Another time on the Madura run with Colin and Glenn accompanying their father, the rough road cracked a seam on the truck's radiator header tank.
Pulling over to investigate rising engine temperature, Bob Snr discovered the problem, pulled the radiator out and sat with it on the edge of the road until a big Chevrolet car came along and stopped.
He hitched a lift back to a rudimentary repair garage at a set of concrete tanks built to provide water for travellers.
There the radiator header tank was soldered up while the car driver waited and returned Bob Snr and radiator back to the truck.
"Glenn and I had to sit with the truck all day out on the Nullabor," Colin recalled.
"I think we eventually sold the truck with the repaired radiator still in it, but the old man went out and bought soldering irons and solder and carried them with him after that.
"He was very, very clever in his younger days in getting himself out of trouble."
In 1974 Treasure Stock Transport switched brand allegiance from International to Scania, a then little-known Swedish brand but with a powerful turbocharged V8 diesel engine that had proved itself in Europe and South America.
"They had much better fuel economy than some of the other trucks and they (what became Scania Australia) looked after us," said Glenn.
"The old man bought a second-hand one in 1974, in 1976 he bought a new one, in 1977 bought another new one."

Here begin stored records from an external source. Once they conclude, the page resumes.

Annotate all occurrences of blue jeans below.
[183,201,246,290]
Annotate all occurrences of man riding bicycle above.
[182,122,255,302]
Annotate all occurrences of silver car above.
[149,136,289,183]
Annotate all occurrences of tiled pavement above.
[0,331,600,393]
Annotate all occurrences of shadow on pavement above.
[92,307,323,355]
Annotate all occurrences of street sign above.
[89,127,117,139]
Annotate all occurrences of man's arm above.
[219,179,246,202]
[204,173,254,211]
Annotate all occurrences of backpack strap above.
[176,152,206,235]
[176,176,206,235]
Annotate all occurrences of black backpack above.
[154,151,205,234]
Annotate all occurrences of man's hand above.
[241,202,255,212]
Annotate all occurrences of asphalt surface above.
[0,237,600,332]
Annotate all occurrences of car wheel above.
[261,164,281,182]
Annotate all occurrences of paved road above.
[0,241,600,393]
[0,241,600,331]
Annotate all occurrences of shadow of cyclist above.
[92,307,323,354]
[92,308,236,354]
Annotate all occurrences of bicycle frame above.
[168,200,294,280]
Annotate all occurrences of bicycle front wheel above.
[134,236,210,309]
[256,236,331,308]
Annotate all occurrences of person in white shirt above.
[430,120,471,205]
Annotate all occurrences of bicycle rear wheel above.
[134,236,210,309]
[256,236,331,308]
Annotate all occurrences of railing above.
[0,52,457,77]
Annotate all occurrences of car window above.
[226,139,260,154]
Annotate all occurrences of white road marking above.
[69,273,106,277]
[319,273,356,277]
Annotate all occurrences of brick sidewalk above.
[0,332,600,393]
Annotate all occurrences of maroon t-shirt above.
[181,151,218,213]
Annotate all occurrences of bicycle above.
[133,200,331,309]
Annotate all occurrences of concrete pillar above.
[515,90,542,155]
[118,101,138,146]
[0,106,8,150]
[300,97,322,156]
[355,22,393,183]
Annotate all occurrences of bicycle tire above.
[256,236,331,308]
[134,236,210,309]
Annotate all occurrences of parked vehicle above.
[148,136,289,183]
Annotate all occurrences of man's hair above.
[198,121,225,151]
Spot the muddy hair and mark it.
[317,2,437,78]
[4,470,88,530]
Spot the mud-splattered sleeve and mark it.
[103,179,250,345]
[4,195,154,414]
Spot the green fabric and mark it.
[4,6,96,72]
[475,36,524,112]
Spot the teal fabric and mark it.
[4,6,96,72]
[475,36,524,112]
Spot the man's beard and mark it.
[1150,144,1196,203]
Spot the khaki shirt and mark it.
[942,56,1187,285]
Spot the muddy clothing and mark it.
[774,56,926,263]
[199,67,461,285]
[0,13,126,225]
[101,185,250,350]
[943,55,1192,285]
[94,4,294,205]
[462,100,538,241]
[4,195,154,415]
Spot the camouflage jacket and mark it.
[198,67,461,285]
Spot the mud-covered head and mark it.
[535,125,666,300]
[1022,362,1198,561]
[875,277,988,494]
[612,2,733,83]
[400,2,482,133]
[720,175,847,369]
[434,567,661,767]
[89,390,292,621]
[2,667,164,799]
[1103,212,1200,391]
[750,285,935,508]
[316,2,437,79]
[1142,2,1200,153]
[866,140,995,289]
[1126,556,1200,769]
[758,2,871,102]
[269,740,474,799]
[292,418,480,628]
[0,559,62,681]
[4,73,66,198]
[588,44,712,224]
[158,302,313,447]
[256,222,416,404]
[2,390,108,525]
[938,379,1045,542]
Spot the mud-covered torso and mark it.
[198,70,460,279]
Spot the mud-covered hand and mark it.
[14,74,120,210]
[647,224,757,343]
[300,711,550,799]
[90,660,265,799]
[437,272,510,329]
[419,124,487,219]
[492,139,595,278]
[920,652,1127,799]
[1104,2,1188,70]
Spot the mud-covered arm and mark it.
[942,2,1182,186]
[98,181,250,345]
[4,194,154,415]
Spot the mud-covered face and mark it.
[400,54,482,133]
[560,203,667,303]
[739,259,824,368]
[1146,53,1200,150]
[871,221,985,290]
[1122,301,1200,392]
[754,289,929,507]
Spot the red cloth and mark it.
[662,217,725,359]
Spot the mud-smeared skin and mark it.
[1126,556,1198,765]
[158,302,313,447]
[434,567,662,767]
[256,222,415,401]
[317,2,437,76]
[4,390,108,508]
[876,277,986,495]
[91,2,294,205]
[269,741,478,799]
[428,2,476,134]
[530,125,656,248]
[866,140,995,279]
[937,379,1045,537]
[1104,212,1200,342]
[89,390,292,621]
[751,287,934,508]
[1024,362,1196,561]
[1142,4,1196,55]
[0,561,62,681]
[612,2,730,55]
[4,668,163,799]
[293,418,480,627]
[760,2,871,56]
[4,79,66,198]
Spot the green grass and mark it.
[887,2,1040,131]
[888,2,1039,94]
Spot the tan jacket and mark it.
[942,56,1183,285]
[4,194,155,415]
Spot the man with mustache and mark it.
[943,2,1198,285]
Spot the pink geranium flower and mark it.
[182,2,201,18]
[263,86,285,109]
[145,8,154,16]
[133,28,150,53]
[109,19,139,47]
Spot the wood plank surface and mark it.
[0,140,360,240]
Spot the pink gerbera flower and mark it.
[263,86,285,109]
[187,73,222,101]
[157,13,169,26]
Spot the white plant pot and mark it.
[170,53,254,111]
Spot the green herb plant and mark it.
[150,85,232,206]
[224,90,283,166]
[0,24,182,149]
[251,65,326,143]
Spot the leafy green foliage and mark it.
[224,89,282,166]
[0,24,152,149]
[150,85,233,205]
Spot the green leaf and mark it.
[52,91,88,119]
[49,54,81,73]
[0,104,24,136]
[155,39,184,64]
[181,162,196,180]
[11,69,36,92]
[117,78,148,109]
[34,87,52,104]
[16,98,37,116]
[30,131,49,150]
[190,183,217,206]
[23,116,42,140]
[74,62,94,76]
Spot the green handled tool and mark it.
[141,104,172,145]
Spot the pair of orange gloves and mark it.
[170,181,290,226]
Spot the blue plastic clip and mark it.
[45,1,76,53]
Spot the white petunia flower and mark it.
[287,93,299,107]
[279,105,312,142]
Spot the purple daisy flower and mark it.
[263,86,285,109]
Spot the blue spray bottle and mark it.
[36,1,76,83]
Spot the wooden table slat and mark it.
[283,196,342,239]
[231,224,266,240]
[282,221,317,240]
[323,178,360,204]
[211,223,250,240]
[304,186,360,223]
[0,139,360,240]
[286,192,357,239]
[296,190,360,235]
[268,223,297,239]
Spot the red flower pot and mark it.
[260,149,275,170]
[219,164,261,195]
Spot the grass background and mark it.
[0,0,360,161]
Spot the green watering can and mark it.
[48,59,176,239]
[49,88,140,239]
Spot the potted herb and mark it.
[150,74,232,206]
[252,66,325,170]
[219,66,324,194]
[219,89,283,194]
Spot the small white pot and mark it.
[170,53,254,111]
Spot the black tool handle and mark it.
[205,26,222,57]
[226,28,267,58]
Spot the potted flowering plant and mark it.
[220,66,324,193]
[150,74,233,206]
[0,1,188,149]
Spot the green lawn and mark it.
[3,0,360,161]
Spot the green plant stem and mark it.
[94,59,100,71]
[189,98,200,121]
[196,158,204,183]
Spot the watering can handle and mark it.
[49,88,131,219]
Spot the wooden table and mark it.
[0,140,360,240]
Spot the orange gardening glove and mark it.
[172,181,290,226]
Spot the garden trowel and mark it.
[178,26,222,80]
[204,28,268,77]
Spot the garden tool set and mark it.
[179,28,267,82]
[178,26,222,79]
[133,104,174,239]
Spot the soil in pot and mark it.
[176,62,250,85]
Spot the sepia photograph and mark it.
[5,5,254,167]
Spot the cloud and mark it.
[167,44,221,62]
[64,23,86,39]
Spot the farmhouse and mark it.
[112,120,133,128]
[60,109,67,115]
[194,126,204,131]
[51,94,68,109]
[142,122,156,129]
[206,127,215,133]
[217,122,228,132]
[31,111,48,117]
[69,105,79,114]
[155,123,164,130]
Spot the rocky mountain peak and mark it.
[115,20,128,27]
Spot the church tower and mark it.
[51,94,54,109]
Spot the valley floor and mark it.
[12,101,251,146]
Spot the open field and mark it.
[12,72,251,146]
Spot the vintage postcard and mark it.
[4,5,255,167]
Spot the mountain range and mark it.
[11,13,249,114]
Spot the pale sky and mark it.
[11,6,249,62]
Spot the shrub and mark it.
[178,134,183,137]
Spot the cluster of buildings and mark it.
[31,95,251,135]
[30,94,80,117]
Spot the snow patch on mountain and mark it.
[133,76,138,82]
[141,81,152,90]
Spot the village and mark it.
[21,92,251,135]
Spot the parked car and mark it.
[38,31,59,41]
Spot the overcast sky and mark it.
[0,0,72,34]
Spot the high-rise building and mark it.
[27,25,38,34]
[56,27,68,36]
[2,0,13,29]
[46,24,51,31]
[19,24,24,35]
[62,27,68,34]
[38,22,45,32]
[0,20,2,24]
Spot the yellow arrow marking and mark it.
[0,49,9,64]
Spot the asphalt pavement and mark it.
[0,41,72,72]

The company's red, orange and black colour scheme appeared only on Scanias from then on, apart from one year when they had a warranty dispute and bought a Mack.
"I had a bee in my bonnet about this warranty issue with Scania, so I came back to the office and said to Glenn 'today we are buying a truck and it's going to be a Mack'," Colin said.
"It turned out to be as good as the Scanias."
While RE & OM Treasure & Sons has other business interests, including a farm at Wandering run by Bob Jnr and Malcolm, Colin and Glenn were adamant Treasures Stock Transport was the vital component of the family's business that provided the funding base to build the rest of the operation.
"Trucks bought the farm," Colin said.